History has passed judgment.
Just as Ludwig von Mises forecast in his landmark book Socialism (1922), in which the impossibility of economic calculation under Marxist statism was demonstrated, Marx’s economics failed horribly. This economic failure led inevitably to the failure of Marx’s political and historical predictions, and Marxist-controlled institutions today coast on intellectual capital and historical inertia.
But Marxism still won the hearts and souls of billions in the past century, and continues to do so among many even now. Why? What is Marxism’s appeal? Samuel Edward Konkin III wrote:
The most appealing part of Marxism may well have been the vision of sociopolitical revolution as a secular apocalypse. While others offered explanations of Revolution, only Marx gave it such meaning. No longer were the oppressed to merely oust the old regime to bring in a new regime brutal in a slightly different way, but the Revolution would make things so great that no further revolution was necessary. Marx’s legerdemain was actually profoundly conservative; once the Revolution was over, there would be no more. Even diehard monarchists flinched from that much stasis.
Yet the combination was unbeatable to motivate political activists: one all-out effort and then home free. More realistic presentations of Revolution tended to excite less dedication and commitment.

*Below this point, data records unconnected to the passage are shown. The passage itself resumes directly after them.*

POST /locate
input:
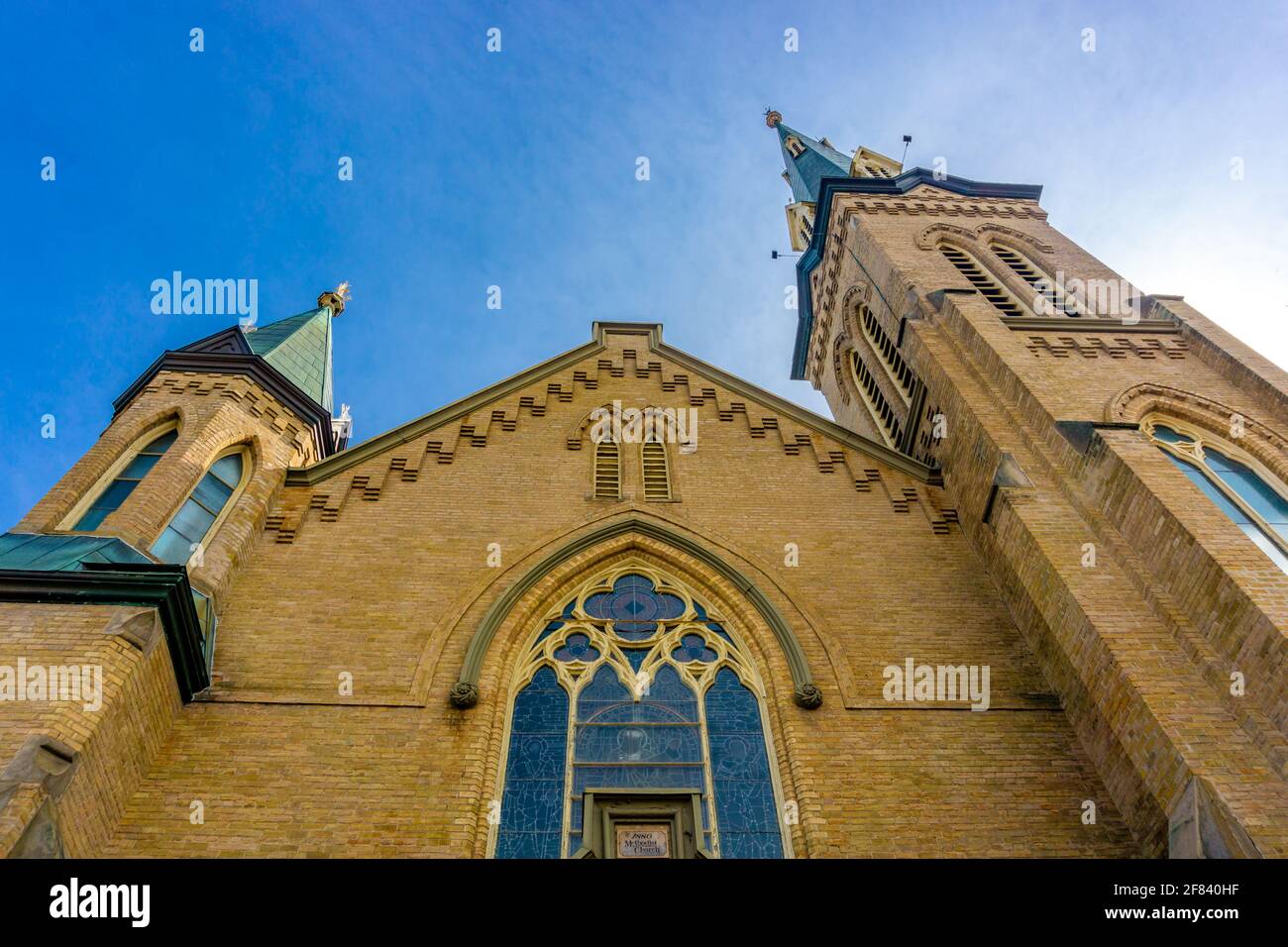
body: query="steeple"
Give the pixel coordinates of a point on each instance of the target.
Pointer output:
(300, 348)
(288, 360)
(807, 161)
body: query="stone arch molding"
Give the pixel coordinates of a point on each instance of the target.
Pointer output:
(930, 236)
(1133, 403)
(1013, 236)
(465, 690)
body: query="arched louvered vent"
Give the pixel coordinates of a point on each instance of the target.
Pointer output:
(1056, 302)
(608, 471)
(876, 401)
(657, 475)
(887, 351)
(988, 287)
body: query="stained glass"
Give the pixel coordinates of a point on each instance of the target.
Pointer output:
(125, 482)
(198, 512)
(634, 607)
(1249, 488)
(746, 812)
(578, 648)
(694, 648)
(532, 804)
(653, 740)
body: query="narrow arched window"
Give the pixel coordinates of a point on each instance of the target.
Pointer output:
(124, 483)
(202, 509)
(888, 352)
(657, 474)
(1233, 479)
(1051, 296)
(636, 696)
(879, 406)
(608, 471)
(983, 281)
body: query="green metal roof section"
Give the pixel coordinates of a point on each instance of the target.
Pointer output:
(42, 553)
(818, 161)
(300, 348)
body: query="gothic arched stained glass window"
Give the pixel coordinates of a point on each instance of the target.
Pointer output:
(635, 685)
(1229, 479)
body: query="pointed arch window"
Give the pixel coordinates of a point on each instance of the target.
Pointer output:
(636, 685)
(124, 483)
(1051, 299)
(983, 281)
(656, 468)
(608, 471)
(202, 509)
(1231, 478)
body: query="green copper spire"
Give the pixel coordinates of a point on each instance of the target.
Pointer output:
(807, 161)
(300, 348)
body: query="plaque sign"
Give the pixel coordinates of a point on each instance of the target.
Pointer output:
(644, 841)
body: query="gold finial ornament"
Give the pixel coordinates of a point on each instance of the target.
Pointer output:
(335, 298)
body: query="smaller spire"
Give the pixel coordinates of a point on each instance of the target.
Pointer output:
(335, 299)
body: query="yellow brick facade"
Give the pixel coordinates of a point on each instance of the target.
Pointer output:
(376, 567)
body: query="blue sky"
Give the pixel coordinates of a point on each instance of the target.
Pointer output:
(518, 169)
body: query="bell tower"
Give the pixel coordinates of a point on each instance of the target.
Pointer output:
(1117, 460)
(121, 569)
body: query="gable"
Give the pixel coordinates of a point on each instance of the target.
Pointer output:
(765, 412)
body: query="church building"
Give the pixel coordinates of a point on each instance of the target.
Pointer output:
(1024, 594)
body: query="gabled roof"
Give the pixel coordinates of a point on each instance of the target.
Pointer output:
(805, 172)
(103, 570)
(299, 347)
(290, 359)
(459, 410)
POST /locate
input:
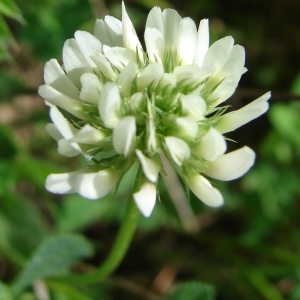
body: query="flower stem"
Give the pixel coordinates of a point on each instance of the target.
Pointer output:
(116, 254)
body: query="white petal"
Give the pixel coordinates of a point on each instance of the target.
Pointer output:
(238, 118)
(155, 20)
(88, 135)
(194, 106)
(231, 165)
(178, 149)
(187, 127)
(110, 104)
(68, 148)
(145, 198)
(53, 96)
(168, 81)
(234, 65)
(150, 167)
(124, 136)
(211, 145)
(88, 44)
(91, 88)
(126, 78)
(202, 42)
(53, 131)
(171, 20)
(119, 57)
(201, 187)
(73, 57)
(218, 53)
(151, 73)
(130, 39)
(104, 66)
(66, 129)
(95, 185)
(192, 73)
(109, 32)
(52, 71)
(229, 75)
(57, 78)
(186, 42)
(155, 45)
(61, 183)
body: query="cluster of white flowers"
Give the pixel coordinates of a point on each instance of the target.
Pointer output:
(126, 104)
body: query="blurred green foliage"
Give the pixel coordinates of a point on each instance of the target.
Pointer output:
(248, 249)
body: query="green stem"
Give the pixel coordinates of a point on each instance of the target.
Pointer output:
(117, 253)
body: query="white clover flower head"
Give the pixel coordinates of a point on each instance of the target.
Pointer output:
(127, 104)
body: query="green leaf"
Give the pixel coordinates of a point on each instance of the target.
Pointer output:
(70, 217)
(285, 119)
(67, 291)
(54, 257)
(5, 293)
(10, 9)
(5, 34)
(193, 291)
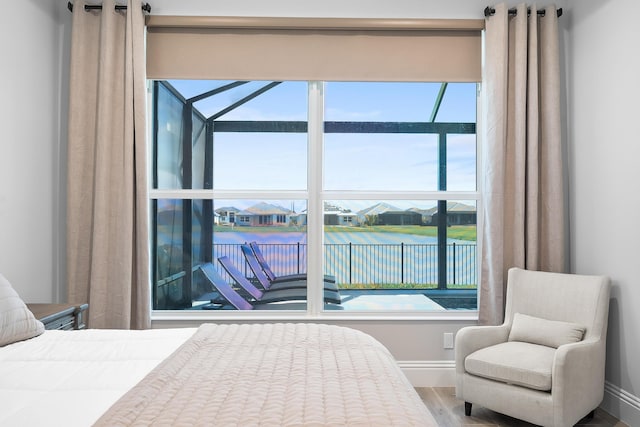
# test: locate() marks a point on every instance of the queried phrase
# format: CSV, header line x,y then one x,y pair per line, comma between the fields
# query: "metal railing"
x,y
370,264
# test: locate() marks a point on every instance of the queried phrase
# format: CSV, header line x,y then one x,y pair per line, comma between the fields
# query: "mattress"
x,y
70,378
245,375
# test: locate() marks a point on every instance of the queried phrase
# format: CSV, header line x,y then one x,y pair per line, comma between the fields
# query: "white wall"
x,y
603,95
29,167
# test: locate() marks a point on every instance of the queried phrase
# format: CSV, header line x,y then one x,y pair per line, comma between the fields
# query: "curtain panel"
x,y
107,204
523,177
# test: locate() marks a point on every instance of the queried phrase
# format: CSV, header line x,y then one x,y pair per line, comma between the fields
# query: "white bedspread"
x,y
70,378
274,375
295,375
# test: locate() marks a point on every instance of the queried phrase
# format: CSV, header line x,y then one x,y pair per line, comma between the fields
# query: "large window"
x,y
359,196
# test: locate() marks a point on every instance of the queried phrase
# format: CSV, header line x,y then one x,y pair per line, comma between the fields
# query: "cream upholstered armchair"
x,y
545,363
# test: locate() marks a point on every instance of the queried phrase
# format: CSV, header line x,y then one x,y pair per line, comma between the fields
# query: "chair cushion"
x,y
17,323
551,333
514,362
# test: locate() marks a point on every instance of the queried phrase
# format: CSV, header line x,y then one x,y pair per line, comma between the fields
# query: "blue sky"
x,y
352,161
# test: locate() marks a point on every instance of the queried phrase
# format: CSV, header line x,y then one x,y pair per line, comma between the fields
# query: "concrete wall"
x,y
30,118
603,92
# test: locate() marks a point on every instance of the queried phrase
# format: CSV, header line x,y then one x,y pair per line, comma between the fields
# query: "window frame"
x,y
316,196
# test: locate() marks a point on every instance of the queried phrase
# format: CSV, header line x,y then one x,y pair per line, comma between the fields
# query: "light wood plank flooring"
x,y
449,412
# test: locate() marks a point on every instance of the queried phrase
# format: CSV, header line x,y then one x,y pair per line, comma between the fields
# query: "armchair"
x,y
545,364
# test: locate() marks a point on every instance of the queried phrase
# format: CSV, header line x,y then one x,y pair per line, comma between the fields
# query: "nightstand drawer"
x,y
60,316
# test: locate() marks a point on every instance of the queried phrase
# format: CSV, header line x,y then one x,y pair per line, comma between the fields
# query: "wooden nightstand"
x,y
60,316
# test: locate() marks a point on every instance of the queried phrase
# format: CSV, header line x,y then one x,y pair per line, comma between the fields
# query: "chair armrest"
x,y
578,375
473,338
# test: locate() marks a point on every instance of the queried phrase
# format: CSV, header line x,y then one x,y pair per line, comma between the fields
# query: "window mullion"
x,y
315,261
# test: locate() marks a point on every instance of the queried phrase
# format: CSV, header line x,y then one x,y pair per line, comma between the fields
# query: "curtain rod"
x,y
489,11
146,7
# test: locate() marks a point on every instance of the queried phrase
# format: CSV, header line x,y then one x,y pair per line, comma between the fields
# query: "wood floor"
x,y
449,412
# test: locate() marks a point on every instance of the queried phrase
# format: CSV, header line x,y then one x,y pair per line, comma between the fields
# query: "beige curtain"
x,y
107,238
523,199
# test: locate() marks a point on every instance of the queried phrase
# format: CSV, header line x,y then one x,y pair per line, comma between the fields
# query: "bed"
x,y
252,374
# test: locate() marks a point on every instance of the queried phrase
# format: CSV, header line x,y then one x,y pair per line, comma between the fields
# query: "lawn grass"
x,y
458,232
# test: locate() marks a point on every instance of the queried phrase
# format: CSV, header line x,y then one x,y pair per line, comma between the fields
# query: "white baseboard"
x,y
434,373
621,404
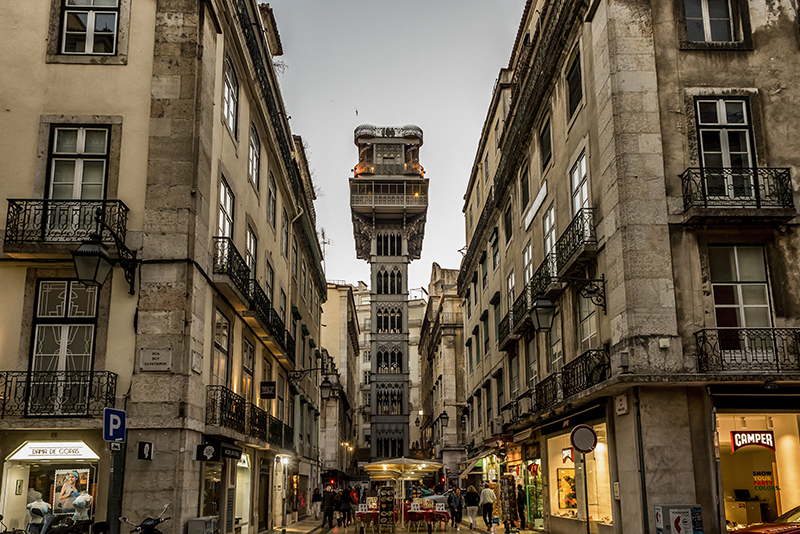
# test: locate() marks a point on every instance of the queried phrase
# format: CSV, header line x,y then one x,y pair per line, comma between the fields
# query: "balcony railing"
x,y
579,233
737,188
275,432
548,392
56,393
288,437
587,370
228,261
62,221
226,409
388,200
258,424
748,350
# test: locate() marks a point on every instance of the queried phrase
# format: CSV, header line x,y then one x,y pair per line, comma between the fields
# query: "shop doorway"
x,y
759,461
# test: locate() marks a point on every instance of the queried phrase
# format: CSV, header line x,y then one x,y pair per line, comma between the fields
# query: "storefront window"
x,y
570,488
759,465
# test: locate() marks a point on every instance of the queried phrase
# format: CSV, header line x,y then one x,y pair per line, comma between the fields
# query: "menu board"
x,y
386,506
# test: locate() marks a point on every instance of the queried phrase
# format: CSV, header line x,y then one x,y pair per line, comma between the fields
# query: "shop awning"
x,y
54,450
472,462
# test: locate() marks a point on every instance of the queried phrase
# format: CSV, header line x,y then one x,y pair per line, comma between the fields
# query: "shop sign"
x,y
54,450
761,438
155,359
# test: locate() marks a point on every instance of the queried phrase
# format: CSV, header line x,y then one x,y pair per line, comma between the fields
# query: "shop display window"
x,y
569,489
759,460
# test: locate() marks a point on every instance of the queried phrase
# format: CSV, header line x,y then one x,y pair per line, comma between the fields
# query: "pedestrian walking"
x,y
316,502
456,504
471,500
327,507
487,502
521,506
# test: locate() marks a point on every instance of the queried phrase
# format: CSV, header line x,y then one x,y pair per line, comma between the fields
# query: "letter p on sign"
x,y
114,425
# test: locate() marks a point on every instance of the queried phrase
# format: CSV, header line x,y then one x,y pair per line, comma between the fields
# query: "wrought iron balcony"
x,y
275,432
587,370
748,350
226,409
548,392
580,234
288,437
258,423
231,272
62,221
759,188
56,393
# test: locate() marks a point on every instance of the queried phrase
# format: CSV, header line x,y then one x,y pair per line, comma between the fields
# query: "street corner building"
x,y
152,152
631,265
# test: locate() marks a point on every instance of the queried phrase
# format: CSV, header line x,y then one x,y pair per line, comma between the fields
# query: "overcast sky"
x,y
432,63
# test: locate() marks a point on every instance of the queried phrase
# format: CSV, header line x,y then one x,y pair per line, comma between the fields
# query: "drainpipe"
x,y
640,447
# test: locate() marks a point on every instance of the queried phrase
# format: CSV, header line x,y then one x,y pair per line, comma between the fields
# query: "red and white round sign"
x,y
583,438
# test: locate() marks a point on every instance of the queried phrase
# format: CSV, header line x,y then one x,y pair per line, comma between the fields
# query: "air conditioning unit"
x,y
508,416
524,406
497,426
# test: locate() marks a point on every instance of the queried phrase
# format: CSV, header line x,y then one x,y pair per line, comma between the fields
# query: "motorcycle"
x,y
148,525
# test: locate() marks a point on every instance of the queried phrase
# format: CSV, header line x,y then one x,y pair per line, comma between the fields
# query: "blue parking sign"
x,y
114,425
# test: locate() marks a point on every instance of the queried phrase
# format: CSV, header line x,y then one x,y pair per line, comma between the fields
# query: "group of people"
x,y
342,502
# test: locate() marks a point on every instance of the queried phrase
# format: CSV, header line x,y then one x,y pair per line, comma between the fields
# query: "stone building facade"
x,y
388,202
631,264
167,118
442,419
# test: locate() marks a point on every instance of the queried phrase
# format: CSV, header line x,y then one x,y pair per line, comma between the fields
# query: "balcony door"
x,y
78,169
741,305
724,133
63,348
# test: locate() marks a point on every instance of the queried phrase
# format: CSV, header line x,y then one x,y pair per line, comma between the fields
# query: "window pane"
x,y
721,30
757,317
721,263
751,264
754,294
77,22
66,141
734,112
725,295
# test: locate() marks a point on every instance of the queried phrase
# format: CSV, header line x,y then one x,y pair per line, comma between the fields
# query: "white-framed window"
x,y
64,325
251,251
248,360
527,264
254,157
725,138
740,287
230,96
549,229
90,27
574,84
221,363
225,223
579,184
709,20
79,162
284,234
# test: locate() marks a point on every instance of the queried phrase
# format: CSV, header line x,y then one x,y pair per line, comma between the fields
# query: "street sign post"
x,y
114,425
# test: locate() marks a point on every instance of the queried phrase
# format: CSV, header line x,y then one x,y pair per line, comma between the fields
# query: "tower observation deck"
x,y
389,204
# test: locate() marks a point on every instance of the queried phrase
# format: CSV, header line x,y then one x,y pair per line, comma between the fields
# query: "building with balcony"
x,y
631,236
179,160
442,416
340,339
388,202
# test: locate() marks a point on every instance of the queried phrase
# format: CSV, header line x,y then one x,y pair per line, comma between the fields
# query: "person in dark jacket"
x,y
327,507
521,506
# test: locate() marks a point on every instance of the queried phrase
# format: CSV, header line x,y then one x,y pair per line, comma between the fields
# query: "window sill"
x,y
87,59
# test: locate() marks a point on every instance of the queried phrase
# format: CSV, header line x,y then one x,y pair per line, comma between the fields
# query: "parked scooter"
x,y
148,526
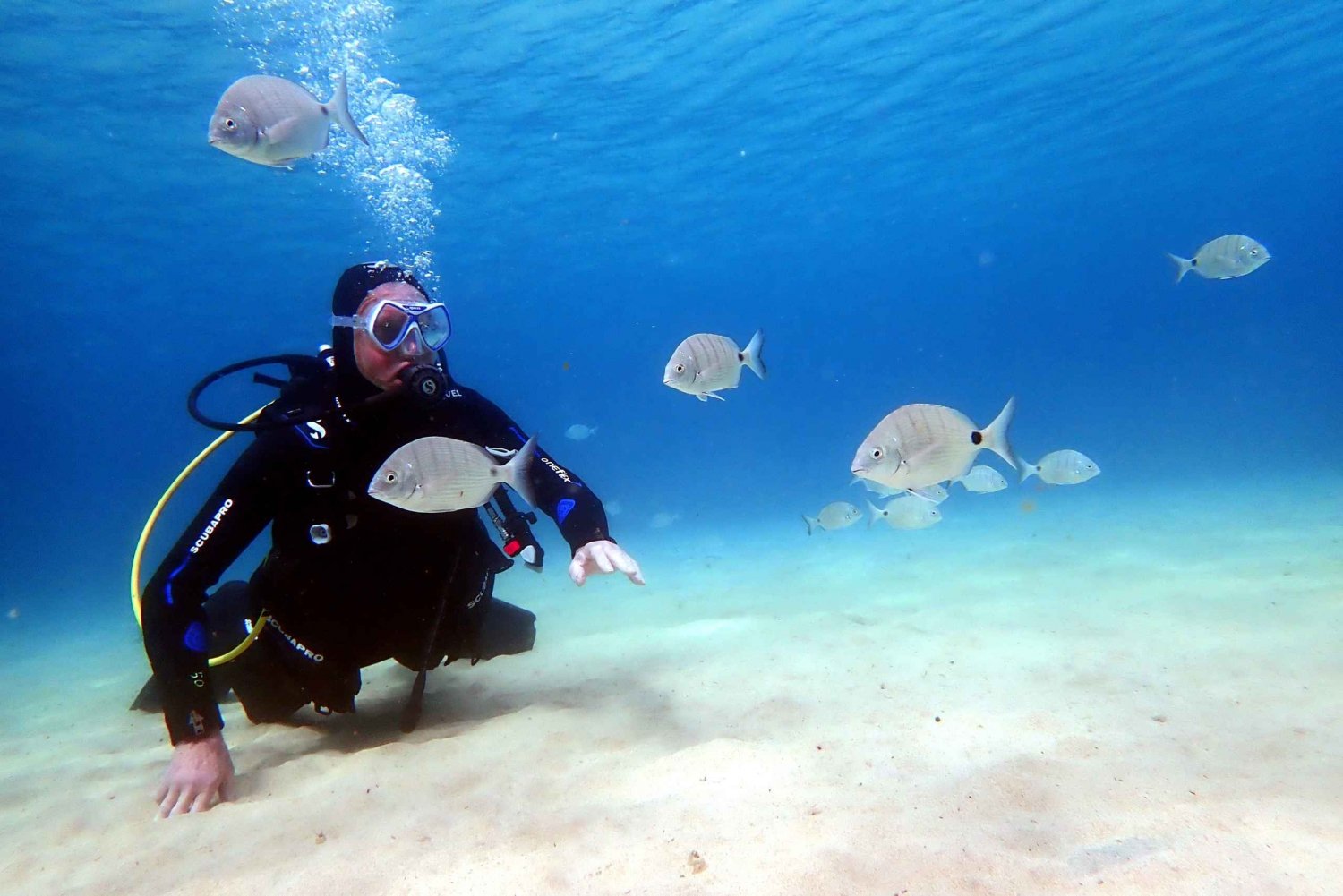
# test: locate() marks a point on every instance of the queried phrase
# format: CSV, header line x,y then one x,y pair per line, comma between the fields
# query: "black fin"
x,y
150,697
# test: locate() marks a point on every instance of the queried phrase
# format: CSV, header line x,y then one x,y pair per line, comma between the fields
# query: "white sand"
x,y
1136,704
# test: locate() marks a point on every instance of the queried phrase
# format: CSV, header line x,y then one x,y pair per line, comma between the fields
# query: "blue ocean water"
x,y
935,201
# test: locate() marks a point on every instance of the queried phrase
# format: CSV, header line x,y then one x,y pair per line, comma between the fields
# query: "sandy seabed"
x,y
1139,699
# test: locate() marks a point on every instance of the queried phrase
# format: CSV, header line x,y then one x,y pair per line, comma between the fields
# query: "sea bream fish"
x,y
437,474
982,480
1063,468
276,123
1222,258
920,445
706,363
837,515
934,493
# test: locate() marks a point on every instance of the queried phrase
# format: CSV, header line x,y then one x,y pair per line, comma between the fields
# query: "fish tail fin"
x,y
1182,266
751,354
516,472
338,107
996,434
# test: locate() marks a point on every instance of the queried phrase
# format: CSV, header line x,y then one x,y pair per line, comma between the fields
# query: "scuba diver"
x,y
349,581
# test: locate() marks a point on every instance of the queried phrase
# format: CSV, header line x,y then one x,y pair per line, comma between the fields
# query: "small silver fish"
x,y
1222,258
276,123
920,445
837,515
437,474
706,363
982,480
905,512
1061,468
663,520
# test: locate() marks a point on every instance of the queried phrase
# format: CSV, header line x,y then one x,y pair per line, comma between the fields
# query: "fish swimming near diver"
x,y
837,515
905,512
1063,468
271,121
437,474
1222,258
706,363
920,445
982,480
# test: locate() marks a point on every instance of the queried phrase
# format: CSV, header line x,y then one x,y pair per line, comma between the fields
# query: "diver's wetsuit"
x,y
367,593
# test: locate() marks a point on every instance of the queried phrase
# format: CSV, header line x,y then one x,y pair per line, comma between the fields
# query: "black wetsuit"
x,y
348,581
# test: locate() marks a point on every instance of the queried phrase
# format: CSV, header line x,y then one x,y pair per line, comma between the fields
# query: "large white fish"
x,y
276,123
1061,468
435,474
1222,258
920,445
837,515
579,431
905,512
706,363
982,480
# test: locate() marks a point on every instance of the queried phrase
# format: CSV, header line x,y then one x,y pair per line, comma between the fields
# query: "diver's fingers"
x,y
626,565
201,802
183,804
167,797
577,571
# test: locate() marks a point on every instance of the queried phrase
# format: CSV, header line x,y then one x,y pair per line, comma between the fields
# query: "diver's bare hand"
x,y
199,775
603,557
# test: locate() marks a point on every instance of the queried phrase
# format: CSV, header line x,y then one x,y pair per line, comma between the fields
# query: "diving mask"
x,y
389,321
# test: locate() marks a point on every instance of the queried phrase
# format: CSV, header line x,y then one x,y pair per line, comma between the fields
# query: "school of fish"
x,y
912,456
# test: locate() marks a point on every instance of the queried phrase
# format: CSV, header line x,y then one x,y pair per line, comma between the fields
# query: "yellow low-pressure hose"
x,y
150,527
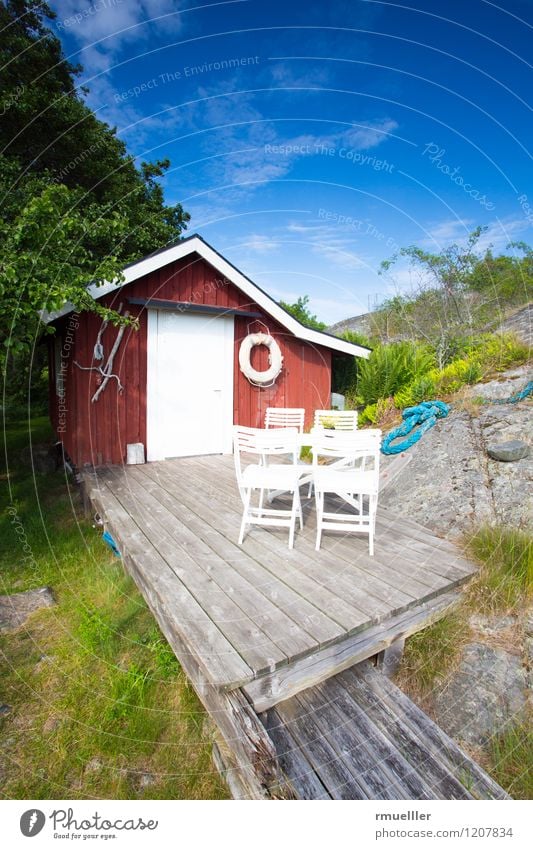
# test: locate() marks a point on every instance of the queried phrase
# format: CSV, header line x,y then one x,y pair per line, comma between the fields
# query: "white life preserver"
x,y
275,358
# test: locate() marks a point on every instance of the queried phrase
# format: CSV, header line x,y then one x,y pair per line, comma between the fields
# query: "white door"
x,y
190,384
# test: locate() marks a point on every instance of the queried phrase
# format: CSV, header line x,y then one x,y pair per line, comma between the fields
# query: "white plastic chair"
x,y
353,476
285,417
284,477
336,419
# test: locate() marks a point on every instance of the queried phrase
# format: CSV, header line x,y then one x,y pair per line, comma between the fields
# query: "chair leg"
x,y
319,501
245,515
299,503
294,512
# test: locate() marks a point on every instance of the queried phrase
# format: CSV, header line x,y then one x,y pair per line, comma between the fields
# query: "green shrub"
x,y
391,367
369,415
455,375
497,352
421,389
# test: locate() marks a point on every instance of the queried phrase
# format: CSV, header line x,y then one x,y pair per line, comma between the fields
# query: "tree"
x,y
75,208
301,312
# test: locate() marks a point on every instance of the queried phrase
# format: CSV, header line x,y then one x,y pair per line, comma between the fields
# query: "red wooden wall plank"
x,y
99,433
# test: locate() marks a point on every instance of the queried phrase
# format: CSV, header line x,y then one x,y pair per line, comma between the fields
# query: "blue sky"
x,y
310,140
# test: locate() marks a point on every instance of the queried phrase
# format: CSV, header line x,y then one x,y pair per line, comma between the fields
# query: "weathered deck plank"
x,y
260,615
360,724
268,690
202,639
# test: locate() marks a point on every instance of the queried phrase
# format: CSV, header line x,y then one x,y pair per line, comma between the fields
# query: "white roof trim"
x,y
194,244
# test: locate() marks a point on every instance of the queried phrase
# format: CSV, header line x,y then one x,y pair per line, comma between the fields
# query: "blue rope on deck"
x,y
513,399
107,538
423,417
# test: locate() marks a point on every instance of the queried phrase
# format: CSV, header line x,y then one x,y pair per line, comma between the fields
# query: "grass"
x,y
430,654
511,757
502,586
100,707
505,578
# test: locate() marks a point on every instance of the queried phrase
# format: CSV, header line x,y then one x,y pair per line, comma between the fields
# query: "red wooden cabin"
x,y
182,387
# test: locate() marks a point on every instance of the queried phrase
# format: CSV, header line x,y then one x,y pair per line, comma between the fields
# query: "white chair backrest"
x,y
258,441
337,419
285,417
357,445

But the truth remains: today, Marxism is bankrupt. On the Left, faith is gone, morale is low, and activism is paralyzed. The Left needs a new ideology to supplant its failed and discredited Marxism. Agorism — the purest, most consistent, and revolutionary form of libertarianism — is that supplanting ideology. Agorism can motivate and direct the underclass’s struggle against the overclass — and return the Left to its radical anti-state, anti-war, pro-property, pro-market historical roots. Explained SEK3:
Agorism and Marxism agree on the following premise: human society can be divided into at least two classes; one class is characterized by its control of the State and its extraction of unearned wealth from the other class. Furthermore, agorists and Marxists will often point to the same people as members of the overclass and underclass, especially agreeing on what each considers the most blatant cases. The differences arise as one moves to the middle of the social pyramid.
Agorists and Marxists perceive a class struggle which must continue until a climactic event which will resolve the conflict. Both sides perceive select groups which will lead the victims against their oppressors. The Marxists call these groups of high class consciousness ‘vanguards’ and then extract even more aware elements designated ‘elites of the vanguard.’ Agorists perceive a spectrum of consciousness amongst the victims as well, and also perceive the most aware elements as the first recruits for the revolutionary cadre. With the exception of ‘intellectuals,’ the Marxists and agorists sharply disagree on who these most progressive elements are.